Whole genome sequencing will make it possible to improve matching of patients with donors during transfusion, researchers report today.
The technique has been successfully tested in a computer simulation, US researchers report.
Researchers at Brigham and Women's Hospital and Harvard Medical School, as well as the New York Blood Center, USA, used the MedSeq Project to develop and validate an algorithm that can determine differences in individuals' blood types with more than 99% accuracy.
Writing in Lancet Haematology, the authors describe how they built a database and developed a computer software algorithm, known as bloodTyper, that could rapidly and accurately predict an individual's blood group antigen profile from genomic sequences.

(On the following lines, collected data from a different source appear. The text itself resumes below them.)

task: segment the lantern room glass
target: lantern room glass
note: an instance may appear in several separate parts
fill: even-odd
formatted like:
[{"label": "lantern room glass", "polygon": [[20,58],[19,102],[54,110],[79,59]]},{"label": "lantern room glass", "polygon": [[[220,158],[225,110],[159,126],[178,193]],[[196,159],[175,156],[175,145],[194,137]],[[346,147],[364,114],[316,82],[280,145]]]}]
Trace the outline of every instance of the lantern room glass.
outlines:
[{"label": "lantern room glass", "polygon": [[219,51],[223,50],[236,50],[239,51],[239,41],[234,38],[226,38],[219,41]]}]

The team validated the software by comparing it with traditional and more labour-intensive methods and found it was more than 99% accurate when typing from the MedSeq Project participants' genomes.
First author Dr William Lane, director of Clinical Laboratory Informatics and assistant director of the Tissue Typing Laboratory in the BWH Department of Pathology, said: “Blood transfusion complications are common in patients needing chronic transfusion, but with current technology it is not cost effective to do blood typing for all antigens.
“But the algorithm we have developed can be applied to type everyone for all relevant blood groups at a low cost once sequencing is obtained.”
Co-first author Dr Connie Westhoff, of the New York Blood Center, said the approach could become one of the first routine uses of genomics for medical care for patients needing blood transfusion.
“It could prevent serious or even fatal complications because once patients are sensitised they have a life-long risk of haemolytic transfusion reactions if blood transfusion is needed in an emergency.”